Configure open vSwitch
On most modern distributions, open vSwitch is already present in its entirety. CentOS 6 only has a kernel module. You will have to look for a package with a virtual switch daemon in third-party repositories, or collect it yourself. There is enough information on assembling the package on the network, this process should not cause any difficulties. After installing and starting the daemon, you need to create a virtual switch device. To do this, the ifcfg-ovs0 interface configuration file is created:
DEVICE=ovs0
ONBOOT=yes
DEVICETYPE=ovs
TYPE=OVSBridge
BOOTPROTO=static
HOTPLUG=no
which corresponds to the team
ovs-vsctl add-br ovs0
Interface Settings
Configuring virtual switch ports is practically no different from the settings of ordinary system network interfaces. To add the interface to the switch, the ifcfg-eth0.197 interface configuration file is created:
PHYSDEVICE=eth0
DEVICE=eth0.197
ONBOOT=yes
DEVICETYPE=ovs
TYPE=OVSPort
OVS_BRIDGE=ovs0
OVS_OPTIONS="tag=197"
BOOTPROTO=none
HOTPLUG=no
Which corresponds to the command:
ovs-vsctl add-port ovs0 eth0.197
I note that when adding an interface to a virtual switch, the IP address of this interface ceases to be accessible. If necessary, in the north, use the IP address on this VLAN interface, you need to transfer it to the virtual internal port of the switch. The ifcfg-vi197 configuration file in this case will look like this:
DEVICE=vi197
ONBOOT=no
DEVICETYPE=ovs
TYPE=OVSIntPort
BOOTPROTO=static
IPADDR=10.0.120.253
NETMASK=255.255.255.0
OVS_BRIDGE=ovs0
OVS_OPTIONS="tag=197"
HOTPLUG=no
ARPCHECK=no
Which corresponds to the command:
ovs-vsctl add-port ovs0 vi197 tag=197 -- set Interface vi197 type=internal
By analogy, the remaining VLAN interfaces are created.

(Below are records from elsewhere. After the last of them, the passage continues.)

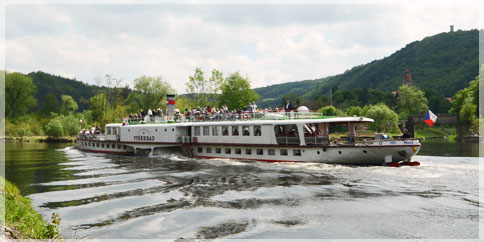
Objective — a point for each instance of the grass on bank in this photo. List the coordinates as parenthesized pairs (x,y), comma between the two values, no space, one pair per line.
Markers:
(22,219)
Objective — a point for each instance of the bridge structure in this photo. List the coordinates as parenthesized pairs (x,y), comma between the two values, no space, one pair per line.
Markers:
(441,119)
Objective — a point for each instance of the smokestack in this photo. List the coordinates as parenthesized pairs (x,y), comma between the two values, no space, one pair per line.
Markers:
(170,105)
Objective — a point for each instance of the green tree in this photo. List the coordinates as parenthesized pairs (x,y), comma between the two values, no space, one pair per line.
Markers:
(99,108)
(236,92)
(411,101)
(54,128)
(202,88)
(19,94)
(50,105)
(68,105)
(384,118)
(328,111)
(466,102)
(295,99)
(354,111)
(149,92)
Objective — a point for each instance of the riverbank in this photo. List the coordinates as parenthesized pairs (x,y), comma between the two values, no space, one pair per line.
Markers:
(21,220)
(46,139)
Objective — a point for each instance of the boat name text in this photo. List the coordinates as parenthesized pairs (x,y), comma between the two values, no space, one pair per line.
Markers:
(143,138)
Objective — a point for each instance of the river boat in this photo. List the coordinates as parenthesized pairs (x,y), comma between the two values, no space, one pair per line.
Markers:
(268,137)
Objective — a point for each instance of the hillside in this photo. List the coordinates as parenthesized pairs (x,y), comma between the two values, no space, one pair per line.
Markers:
(444,62)
(47,83)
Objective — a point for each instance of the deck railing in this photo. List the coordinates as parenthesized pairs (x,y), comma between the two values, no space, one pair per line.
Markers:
(222,117)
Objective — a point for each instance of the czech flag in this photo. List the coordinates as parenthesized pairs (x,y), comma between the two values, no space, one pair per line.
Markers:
(430,118)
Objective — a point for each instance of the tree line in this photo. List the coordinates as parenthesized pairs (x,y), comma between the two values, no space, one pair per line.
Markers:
(25,117)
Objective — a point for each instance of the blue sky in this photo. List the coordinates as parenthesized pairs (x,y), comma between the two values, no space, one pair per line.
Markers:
(268,43)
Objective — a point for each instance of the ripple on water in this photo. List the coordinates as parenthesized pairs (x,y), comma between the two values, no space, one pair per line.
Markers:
(171,196)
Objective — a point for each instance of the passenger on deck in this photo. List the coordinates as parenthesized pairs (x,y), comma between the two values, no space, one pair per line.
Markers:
(406,134)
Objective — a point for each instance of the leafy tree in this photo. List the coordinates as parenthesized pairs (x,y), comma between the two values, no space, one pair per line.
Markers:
(99,107)
(385,118)
(467,101)
(149,92)
(50,105)
(411,100)
(295,99)
(19,94)
(54,128)
(70,124)
(354,111)
(328,111)
(202,88)
(236,92)
(68,105)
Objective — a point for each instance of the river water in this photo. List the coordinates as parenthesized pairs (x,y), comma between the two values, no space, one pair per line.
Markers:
(170,196)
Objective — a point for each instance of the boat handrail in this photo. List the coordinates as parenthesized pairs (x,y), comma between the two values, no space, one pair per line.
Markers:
(222,117)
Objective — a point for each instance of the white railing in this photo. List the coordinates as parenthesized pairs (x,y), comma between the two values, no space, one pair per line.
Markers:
(224,117)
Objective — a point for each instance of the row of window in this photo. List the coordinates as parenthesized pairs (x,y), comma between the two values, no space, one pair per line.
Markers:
(102,145)
(245,130)
(248,151)
(156,130)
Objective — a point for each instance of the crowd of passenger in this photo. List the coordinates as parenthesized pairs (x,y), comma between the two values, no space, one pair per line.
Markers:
(211,113)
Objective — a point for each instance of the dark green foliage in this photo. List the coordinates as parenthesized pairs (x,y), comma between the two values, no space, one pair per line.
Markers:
(328,111)
(54,128)
(25,221)
(236,92)
(445,63)
(270,96)
(385,119)
(51,105)
(19,92)
(79,91)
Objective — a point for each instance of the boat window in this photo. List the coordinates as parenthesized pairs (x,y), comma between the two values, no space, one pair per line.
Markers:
(245,131)
(257,130)
(271,152)
(283,152)
(215,130)
(235,130)
(225,131)
(286,134)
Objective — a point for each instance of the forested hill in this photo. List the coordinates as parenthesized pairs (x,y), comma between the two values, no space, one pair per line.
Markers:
(47,83)
(444,62)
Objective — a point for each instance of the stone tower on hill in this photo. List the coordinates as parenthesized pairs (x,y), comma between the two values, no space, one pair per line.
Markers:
(407,78)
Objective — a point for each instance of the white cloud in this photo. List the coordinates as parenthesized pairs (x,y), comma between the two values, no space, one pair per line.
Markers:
(268,43)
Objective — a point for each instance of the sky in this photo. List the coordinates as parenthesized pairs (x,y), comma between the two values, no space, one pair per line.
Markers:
(270,43)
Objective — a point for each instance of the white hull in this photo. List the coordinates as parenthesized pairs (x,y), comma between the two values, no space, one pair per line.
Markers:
(337,154)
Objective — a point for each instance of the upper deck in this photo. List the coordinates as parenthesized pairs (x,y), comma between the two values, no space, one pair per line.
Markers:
(254,118)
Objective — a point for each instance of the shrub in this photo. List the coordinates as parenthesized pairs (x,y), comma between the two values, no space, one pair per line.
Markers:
(54,128)
(70,125)
(385,119)
(20,215)
(328,111)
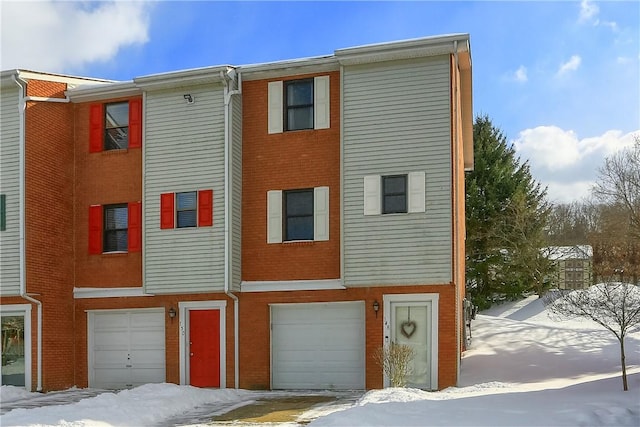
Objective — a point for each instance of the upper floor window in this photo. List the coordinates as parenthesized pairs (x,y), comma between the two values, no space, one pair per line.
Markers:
(298,218)
(186,209)
(299,104)
(116,225)
(301,214)
(394,194)
(115,228)
(390,194)
(115,126)
(116,132)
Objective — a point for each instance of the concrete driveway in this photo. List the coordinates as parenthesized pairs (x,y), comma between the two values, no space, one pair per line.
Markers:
(273,408)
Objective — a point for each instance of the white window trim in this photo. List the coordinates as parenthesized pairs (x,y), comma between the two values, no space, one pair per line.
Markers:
(416,194)
(183,310)
(321,105)
(320,216)
(22,310)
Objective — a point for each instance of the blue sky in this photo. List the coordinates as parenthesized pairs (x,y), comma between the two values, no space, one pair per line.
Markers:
(560,79)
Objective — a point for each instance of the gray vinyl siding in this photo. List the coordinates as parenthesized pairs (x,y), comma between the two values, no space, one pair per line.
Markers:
(184,151)
(10,186)
(396,120)
(236,192)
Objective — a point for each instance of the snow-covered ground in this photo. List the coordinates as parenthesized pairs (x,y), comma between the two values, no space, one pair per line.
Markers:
(523,369)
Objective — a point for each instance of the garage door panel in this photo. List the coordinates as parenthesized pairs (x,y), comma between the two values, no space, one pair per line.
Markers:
(318,346)
(127,348)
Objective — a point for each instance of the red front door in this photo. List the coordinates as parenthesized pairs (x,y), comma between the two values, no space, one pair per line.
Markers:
(204,348)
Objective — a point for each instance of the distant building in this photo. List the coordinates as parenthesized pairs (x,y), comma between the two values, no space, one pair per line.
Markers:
(574,265)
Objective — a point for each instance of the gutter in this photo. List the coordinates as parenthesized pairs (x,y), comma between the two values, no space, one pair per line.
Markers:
(228,78)
(23,252)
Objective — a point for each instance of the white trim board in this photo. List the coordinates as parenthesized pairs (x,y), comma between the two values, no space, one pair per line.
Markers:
(291,285)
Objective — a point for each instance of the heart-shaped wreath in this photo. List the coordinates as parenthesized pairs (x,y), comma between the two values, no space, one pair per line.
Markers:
(408,328)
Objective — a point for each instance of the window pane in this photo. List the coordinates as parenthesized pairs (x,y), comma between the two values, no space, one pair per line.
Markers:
(300,118)
(395,184)
(186,200)
(299,203)
(395,204)
(117,115)
(186,219)
(300,93)
(115,241)
(116,218)
(300,228)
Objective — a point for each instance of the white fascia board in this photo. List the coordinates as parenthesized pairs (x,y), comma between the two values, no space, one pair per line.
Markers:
(406,49)
(6,78)
(183,78)
(102,92)
(291,285)
(82,293)
(271,70)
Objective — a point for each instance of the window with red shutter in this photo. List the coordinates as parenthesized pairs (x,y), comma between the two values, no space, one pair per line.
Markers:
(205,208)
(95,229)
(167,210)
(135,227)
(96,127)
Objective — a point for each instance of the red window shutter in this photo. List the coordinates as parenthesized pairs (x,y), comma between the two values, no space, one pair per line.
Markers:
(167,210)
(95,229)
(205,208)
(134,235)
(96,128)
(135,123)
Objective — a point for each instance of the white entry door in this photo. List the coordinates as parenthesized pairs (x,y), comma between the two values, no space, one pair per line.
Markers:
(318,346)
(412,320)
(126,348)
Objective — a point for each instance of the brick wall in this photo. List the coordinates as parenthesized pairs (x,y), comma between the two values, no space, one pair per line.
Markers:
(107,177)
(255,336)
(288,160)
(49,229)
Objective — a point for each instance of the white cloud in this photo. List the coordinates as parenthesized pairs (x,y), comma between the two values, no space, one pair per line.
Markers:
(567,165)
(521,74)
(62,36)
(571,65)
(588,11)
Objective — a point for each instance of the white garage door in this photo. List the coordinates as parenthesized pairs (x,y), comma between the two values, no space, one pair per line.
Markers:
(126,348)
(318,346)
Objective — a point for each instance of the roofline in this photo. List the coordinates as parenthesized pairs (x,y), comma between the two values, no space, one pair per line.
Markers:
(6,76)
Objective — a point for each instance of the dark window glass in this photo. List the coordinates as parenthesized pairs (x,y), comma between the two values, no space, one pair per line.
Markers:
(299,104)
(116,220)
(298,208)
(116,126)
(186,209)
(394,194)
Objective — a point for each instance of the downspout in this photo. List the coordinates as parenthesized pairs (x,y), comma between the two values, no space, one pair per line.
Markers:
(228,93)
(23,283)
(456,211)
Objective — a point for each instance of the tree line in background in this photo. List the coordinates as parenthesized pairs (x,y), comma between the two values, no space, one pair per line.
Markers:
(510,222)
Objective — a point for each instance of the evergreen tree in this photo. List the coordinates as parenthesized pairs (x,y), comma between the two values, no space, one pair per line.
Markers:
(506,218)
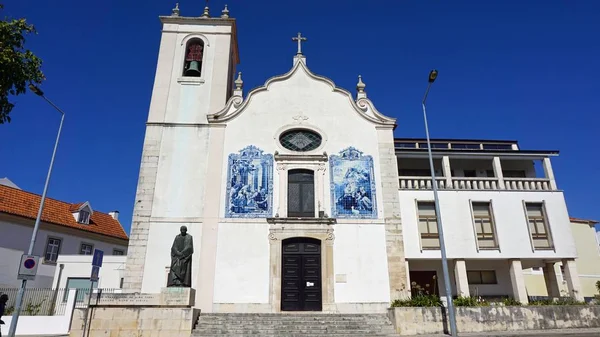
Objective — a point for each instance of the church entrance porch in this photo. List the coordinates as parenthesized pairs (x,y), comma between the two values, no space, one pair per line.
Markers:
(301,275)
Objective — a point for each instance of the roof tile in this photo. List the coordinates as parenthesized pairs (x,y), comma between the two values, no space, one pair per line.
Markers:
(22,203)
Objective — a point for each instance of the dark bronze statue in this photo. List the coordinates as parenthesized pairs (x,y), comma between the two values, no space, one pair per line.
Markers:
(180,274)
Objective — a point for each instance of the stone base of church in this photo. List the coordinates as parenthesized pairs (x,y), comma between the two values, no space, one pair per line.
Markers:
(167,314)
(335,308)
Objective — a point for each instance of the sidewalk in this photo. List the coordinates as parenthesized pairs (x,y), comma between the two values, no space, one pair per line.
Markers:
(555,332)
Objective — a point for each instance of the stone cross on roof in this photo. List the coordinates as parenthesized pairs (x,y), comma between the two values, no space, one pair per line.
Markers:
(300,39)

You can view the current status of the virtual switch ports using the command:
ovs-vsctl show
In my case, the configuration is as follows:
Hidden text
Bridge "ovs0"
Port "eth0.198"
tag: 198
Interface "eth0.198"
Port "eth0.197"
tag: 197
Interface "eth0.197"
Port "vi198"
tag: 198
Interface "vi198"
type: internal
Port "eth0.199"
tag: 199
Interface "eth0.199"
Port "ovs0"
Interface "ovs0"
type: internal
Port "tap0"
trunks: [1996, 1997, 1998, 1999]
Interface "tap0"
ovs_version: "2.3.0"
Conclusion
As a result, we get the passage of tagged traffic over an encrypted channel over the Internet.
The solution turned out to be easily scalable, it is easy to add both new VLANs and new remote networks to it.
PS: Instead of OpenVPN, you can use the GRE tunnel built into open vSwitch. There was no time to figure it out yet and I'm not sure about the possibility of encrypting traffic when using it.